A projectile is thrown upward so that its distance above the ground after t seconds is h (t) equals negative 16 t squared plus 704 t. a) Find the maximum height the object reaches. b) Find the time it takes the object to reach the ground. (Hint: When an object reaches the ground, its height is 0.)

a) The maximum height the projectile reaches is 7744 m.

b) The time it takes the object to reach the ground is 44 s.

Explanation:

Hi there!

The height function is the following:

h (t) = - 16 t² + 704 t

a) Let's find the time it takes the projectile to reach the maximum height. For this, we can use the fact that at the maximum height, the velocity of the projectile is zero. The velocity is the variation of height with respect to time, in other words, it is the derivative of the height function:

v = dh/dt = - 2 · 16 t + 704 = - 32 t + 704

At the maximum height:

v = 0

0 = - 32 t + 704

-704/-32 = t

t = 22 s

Now, we can calculate the height at time t = 22 s:

h (t) = - 16 t² + 704 t

h (22) = - 16 (22) ² + 704 (22)

h (22) = 7744 m

The maximum height the projectile reaches is 7744 m.

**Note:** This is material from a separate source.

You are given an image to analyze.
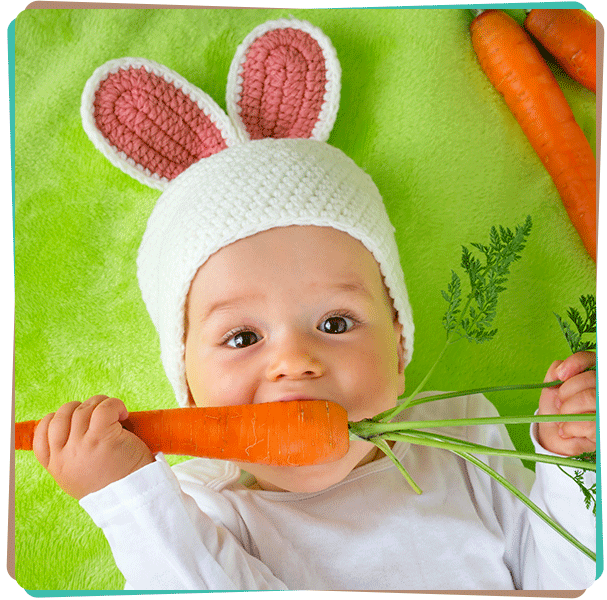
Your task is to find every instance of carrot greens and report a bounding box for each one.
[348,216,596,560]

b) When the object reaches the ground h (t) = 0. Then:

h (t) = - 16 t² + 704 t

When the object reaches the ground:

0 = - 16 t² + 704 t

Let's solve this quadraic equation for "t":

0 = - 16 t² + 704 t

0 = t (-16 t + 704)

t = 0 s

and

-16 t + 704 = 0

-16 t = - 704

t = - 704/-16

t = 44 s

The time it takes the object to reach the ground is 44 s.